I stifled a laugh. Was this guy serious? I had just looked at my passport photo and couldn’t have told you if I’d been naked.

‘I could guess,’ Gavin repeated. ‘But I could be wrong. I really don’t know. I’m sorry.’

‘What’s in the bag?’ the guard asked, pointing at a large snowboard bag propped against the window in the backseat.

Say something funny, Gavin, I silently begged. Otherwise, here comes the part where they search the car, pat us down, cart us off to a windowless room somewhere.

‘A snowboard,’ Gavin said. ‘We were in Mont Tremblant snowboarding.’

Not funny, but true. At least for Gavin. For my part, you could say I tried to snowboard. I’d taken one half-day lesson that ended in a bruised coxis and a bruised ego. And a not-so-latent jealousy for everyone that had mastered the sport.

The guard shrugged, handed back our documents and wished us luck. That was it? Really? Apparently, with none of the right answers, we’d still passed the test. We were officially back on US soil, headed for home, and I couldn’t have been more thankful.

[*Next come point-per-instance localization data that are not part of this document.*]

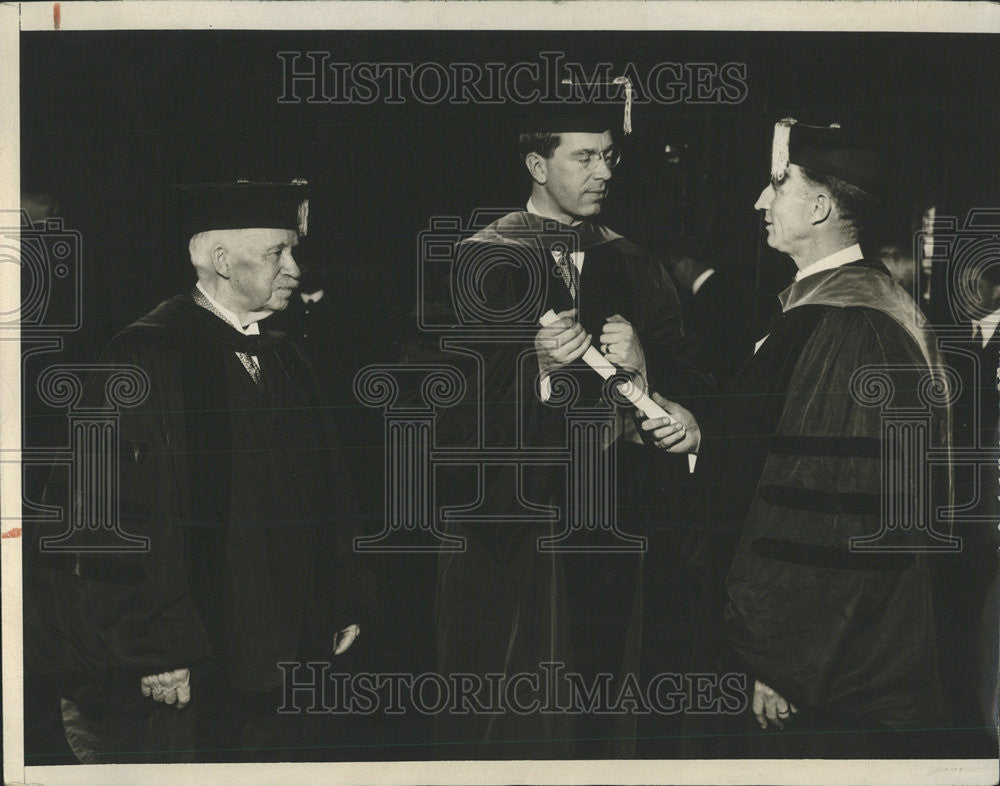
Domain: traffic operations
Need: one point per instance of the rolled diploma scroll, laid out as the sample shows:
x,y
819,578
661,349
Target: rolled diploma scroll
x,y
607,369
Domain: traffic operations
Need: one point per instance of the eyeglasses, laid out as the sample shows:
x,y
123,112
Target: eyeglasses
x,y
588,158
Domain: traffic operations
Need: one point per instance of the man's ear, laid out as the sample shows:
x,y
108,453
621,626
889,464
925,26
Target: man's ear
x,y
822,207
537,168
995,294
220,260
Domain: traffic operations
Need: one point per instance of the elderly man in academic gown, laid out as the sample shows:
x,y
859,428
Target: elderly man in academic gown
x,y
839,644
231,468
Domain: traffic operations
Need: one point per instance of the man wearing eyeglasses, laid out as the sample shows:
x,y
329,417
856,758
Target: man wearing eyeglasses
x,y
505,606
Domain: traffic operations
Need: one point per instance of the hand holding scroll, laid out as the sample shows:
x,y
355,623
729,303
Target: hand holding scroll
x,y
679,433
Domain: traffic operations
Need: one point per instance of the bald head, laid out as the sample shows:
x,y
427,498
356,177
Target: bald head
x,y
250,271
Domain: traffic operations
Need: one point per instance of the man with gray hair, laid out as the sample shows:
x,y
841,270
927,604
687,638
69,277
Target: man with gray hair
x,y
231,469
838,640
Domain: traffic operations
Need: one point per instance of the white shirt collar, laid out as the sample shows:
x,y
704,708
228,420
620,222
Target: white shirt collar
x,y
837,259
988,325
253,329
701,280
576,256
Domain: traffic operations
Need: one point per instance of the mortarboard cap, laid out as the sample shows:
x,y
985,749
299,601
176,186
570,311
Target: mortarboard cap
x,y
590,107
827,149
243,205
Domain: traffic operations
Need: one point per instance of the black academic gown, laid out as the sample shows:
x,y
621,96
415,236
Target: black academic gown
x,y
502,606
249,508
793,471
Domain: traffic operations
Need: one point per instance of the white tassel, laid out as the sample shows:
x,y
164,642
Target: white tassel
x,y
304,217
627,124
779,147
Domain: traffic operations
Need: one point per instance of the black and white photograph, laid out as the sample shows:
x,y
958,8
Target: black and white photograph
x,y
495,392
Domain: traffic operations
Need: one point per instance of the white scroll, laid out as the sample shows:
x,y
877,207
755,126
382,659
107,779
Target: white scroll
x,y
593,358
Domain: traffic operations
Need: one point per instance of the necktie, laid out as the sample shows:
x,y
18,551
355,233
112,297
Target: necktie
x,y
250,362
567,269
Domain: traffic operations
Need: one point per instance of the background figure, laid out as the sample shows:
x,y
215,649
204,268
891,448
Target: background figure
x,y
972,349
715,310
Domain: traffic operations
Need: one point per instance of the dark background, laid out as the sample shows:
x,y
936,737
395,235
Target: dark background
x,y
110,120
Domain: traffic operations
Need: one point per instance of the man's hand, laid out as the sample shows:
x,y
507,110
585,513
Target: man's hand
x,y
681,436
770,706
561,342
170,687
621,345
345,638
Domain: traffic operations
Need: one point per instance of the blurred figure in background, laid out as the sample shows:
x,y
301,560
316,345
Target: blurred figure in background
x,y
714,309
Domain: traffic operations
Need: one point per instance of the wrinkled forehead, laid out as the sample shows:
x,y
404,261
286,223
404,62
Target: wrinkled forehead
x,y
574,141
265,237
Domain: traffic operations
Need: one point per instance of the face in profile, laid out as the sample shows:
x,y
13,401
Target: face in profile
x,y
262,271
576,175
787,207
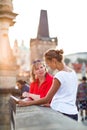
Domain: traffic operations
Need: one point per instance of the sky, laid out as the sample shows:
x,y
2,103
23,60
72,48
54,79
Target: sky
x,y
67,21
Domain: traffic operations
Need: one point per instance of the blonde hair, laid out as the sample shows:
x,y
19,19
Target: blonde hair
x,y
34,66
57,54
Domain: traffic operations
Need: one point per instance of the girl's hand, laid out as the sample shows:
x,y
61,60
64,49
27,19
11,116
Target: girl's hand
x,y
25,94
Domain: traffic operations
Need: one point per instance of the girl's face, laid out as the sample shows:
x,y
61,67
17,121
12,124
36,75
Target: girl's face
x,y
40,70
51,64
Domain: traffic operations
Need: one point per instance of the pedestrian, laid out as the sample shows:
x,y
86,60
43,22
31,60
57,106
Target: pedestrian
x,y
63,91
82,98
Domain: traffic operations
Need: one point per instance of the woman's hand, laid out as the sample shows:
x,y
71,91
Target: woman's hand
x,y
22,103
25,94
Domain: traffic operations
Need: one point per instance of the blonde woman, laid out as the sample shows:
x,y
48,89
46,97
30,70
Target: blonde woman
x,y
63,91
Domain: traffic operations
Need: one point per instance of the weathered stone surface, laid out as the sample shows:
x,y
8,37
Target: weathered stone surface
x,y
42,118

‘We made it,’ I said, wiping my palms on my jeans. ‘Thank God.’

‘I’m surprised he didn’t check the snowboard bag,’ Gavin said. ‘It’s the perfect size for a body.’

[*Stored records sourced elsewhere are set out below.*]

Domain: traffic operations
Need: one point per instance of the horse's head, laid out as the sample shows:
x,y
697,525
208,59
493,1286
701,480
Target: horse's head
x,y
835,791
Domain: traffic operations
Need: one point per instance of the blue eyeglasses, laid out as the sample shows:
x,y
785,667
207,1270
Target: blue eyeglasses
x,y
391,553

‘Thanks for not mentioning that, Dexter,’ I said, pinching his cheek. ‘You must have an innocent-looking face.’

All of the nervousness that had built up over the course of the day subsided, and after a few hours of driving through the dark, dense forests of upstate New York, we began to get tired. I’d never been to Saratoga Springs, so Gavin suggested we find a cheap hotel and stay for the night. I figured we might as well continue the adventure and let off some steam. We could get back to reality in the morning.

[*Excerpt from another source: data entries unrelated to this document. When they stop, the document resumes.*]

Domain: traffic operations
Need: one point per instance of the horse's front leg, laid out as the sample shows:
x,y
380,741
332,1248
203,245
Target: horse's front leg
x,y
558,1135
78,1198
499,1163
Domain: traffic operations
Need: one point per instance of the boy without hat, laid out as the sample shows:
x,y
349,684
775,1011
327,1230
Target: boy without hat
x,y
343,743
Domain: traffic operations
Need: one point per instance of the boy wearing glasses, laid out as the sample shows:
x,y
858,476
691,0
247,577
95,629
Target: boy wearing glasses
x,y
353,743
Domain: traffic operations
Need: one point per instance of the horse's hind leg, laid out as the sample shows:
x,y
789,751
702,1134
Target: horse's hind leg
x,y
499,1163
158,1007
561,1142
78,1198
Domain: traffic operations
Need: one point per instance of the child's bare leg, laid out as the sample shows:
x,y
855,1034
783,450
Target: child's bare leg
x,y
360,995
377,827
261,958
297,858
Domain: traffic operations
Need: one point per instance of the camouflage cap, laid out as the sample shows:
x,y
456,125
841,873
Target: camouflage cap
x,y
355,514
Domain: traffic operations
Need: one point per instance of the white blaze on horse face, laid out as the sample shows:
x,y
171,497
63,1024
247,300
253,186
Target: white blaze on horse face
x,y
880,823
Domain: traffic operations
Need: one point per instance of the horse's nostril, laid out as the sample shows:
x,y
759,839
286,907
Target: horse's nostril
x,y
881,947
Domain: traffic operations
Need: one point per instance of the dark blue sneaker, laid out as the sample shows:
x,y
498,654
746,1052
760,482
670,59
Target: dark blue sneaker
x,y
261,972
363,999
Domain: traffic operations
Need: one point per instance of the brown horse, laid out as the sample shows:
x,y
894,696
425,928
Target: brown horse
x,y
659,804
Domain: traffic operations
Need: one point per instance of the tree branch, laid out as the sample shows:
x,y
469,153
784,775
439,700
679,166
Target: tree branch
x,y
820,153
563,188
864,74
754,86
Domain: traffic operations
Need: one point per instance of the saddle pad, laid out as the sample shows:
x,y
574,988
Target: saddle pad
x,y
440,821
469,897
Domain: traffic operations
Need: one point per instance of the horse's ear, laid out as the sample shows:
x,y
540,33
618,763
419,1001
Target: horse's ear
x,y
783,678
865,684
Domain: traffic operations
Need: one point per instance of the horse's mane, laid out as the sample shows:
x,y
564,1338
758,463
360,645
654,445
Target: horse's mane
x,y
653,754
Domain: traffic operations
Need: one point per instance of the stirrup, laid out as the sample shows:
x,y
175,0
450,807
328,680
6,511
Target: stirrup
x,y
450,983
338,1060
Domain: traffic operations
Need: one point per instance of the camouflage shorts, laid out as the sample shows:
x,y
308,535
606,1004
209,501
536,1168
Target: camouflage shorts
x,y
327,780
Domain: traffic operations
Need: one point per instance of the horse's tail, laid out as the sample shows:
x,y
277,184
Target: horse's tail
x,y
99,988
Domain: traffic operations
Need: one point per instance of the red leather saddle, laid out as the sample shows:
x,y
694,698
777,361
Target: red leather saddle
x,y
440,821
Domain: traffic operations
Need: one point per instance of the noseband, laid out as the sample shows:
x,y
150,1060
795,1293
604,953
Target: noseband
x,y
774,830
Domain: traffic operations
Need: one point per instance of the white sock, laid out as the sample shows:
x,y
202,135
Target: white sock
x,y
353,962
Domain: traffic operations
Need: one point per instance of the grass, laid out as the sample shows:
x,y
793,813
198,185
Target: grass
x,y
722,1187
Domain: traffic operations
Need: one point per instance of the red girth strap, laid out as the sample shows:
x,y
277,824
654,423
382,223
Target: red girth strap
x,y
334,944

After a nice meal and a few well-deserved beers at the coolest local bar I’d been to in a long time, we couldn’t stop laughing about the course our day had taken. We went to bed happy and carefree, with what I could only surmise would be another adventure in the morning.

Oh right, whatever happened to the missing passport, you say? About a week after we returned from our trip, a kindly housekeeper from our hotel in Mont Tremblant found it in the Lost and Found. Why it took so long to surface, we’ll never know…

Places we loved on this adventure:

Au Pied de Cochon, 536 Duluth Street East, Montréal – It might be a gluttonous meal, but not one you’re likely to forget. Amazing with a capital A. Try the Foie Gras Cromesquis (liquid foie gras deep-fried in duck fat), Foie Gras Poutine, and the Duck in a Can. You’re going to eat fatty while you’re in Quebec anyway, so it might as well be the best. Pricey.

L’Assommoir, 112 Rue Bernard Ouest, Montréal – We had a delicious lunch here, hiding out from the sub-zero temperatures and soul-chilling winds. I had a hearty meal of meatballs in a spicy tomato sauce, perfectly-cooked vegetables, and a hot toddy. We came back later that evening for drinks. The cocktail menu is not for the indecisive (there were 100+ choices), but the bartenders know what they’re doing, that’s for sure. Middle of the Road.

L’Orignal, 479 Rue Saint Alexis, Montréal – When you arrive, you feel like you’ve walked in a cheerful hunting lodge, if there is such a thing. The Bison Tartar and Rabbit Cavatelli fit in perfectly with the theme and my tastebuds. Pricey.

Auberge du Vieux-Port, 97 Rue de la Commune Est, Montréal – The perfect boutique hotel in the Old Port, make sure you reserve a room in the original part of the building. Antique furniture, large bathrooms with rain showers, views of the river, and breakfast included. All for $200 or thereabouts.

Creperie Catherine, 113 Chemin de Kandahar, Mont Tremblant – This is the place to get your fill on crepes. The place is small, so there is often a line, but it’s worth the wait. Savory crepes, sweet crepes, breakfast crepes. They have everything you could hope for in the crepe department. I tried both the Seafood Crepe and Catherine’s Special and was not disappointed, to say the very least. Easy on the Wallet.

Saratoga City Tavern, 9-21 Caroline St, Saratoga Springs – We stumbled into what I think is probably the best bar in town. Live music, 20+ taps, all with clean lines, and two open seats at the bar. The perfect end to another unexpected adventure. Easy on the Wallet.